Zilla took a breath to say something, but just then there came a loud knocking above them. A series of small, hard raps that seemed to travel the whole length of the house, ending over the window.

Josephine laughed—a nervous burst.

It happened again: hard and fast, on the roof—the dining room did stick out from the rest of the house—and trailed off as if it wanted them all to follow somewhere.

Devohr scanned their faces, blinking his little eyes again and again.

Marceline wondered if this was the misfiring of some effect they’d arranged for Devohr’s benefit—akin to all the fireworks shooting off at once, before the grand finale. She perceived nothing but confusion all around her, though, and concern. Fannie and Josephine grabbed each other’s hands.

Samantha said, finally, “It’s the acorns. They’re early this year.”

So it hadn’t been the plan. What had been the plan? Zilla was to have spoken. But she just sat there, ashen, the only one not laughing now, the only one who didn’t seem relieved, and whispered into her cupped hands: “Good lord.”

Marceline had simply been told to flirt, and this she had done expertly. The high art of pantomime—quite possibly her last performance of that art. She was unfortunately hazy on other details. But she could flirt till dawn.

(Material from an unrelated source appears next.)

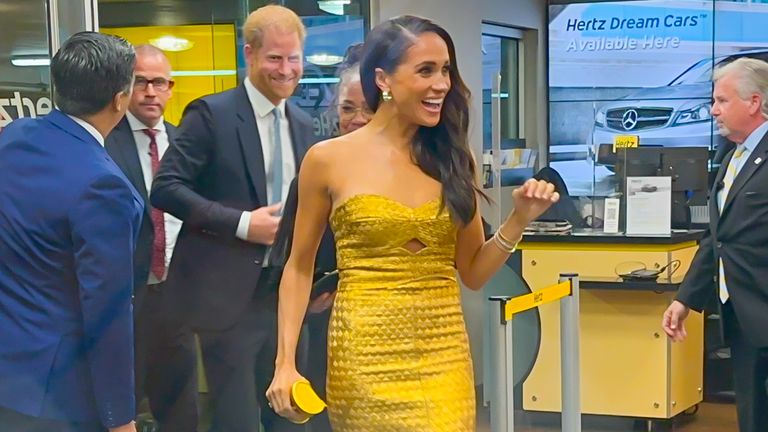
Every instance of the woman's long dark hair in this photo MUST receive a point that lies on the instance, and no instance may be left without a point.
(442, 151)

Mr. Devohr stretched and stood. “We should end this soirée. I’ll be heading back to Chicago quite early in the morning.”

Samantha said, “We’re finished.” But it was a question, and they all knew she wasn’t referring to dinner.

He sniffed. “You’ve had a good run, Miss Mays. I always say, it’s important to recognize when the party’s over. There’s a fine art to it.”

Armand said, out loud: “What in the hell do you know about
art
?”

Marceline thought for a moment they might all erupt into violence or weeping. Instead the energy slowly left the room. A leak in the balloon.

Zilla should have taken over now, but she was still glazed, still spooked.

Marlon finally spoke. “Well, what happened to the booze? If we’re giving up here, can we at least make a good night of it?” The poor man. He was twitching, positively twitching. Marlon hadn’t been in on the plan—he’d spent the afternoon sobering up, not rehearsing—but he’d inadvertently cut to the chase, skipping over Zilla’s forgotten invitation to visit the studios, skipping the slow progression that would lead them all to a nightcap and then another and another. Which would all lead, somehow or other, to Gamby Devohr’s heart.

“He’s only joking, Mr. Devohr,” Fannie said. “We don’t drink a drop here!” Marceline supposed this was part of the script, a
displaced line. She felt herself back on a rooftop in Fort Lee, those embarrassing summer flickers of twenty years past, costumes pulled from theater trash, directors who’d never directed so much as bicycle traffic. Devohr was about to laugh. Marceline—finally she knew exactly what to do—Marceline stood up next to him and slid her hand down the outside of his thigh. She cocked her head and let her eyelashes fall slowly down. “Please do join us for a drink,” she said. “For a last bacchanal. How often, back in Canada, do you live like the artists do? The night is terribly young.” And she could see in his dopey eyes the affirmation of what she’d learned on her very first picture: Sex trumps a poor script and poor players any day.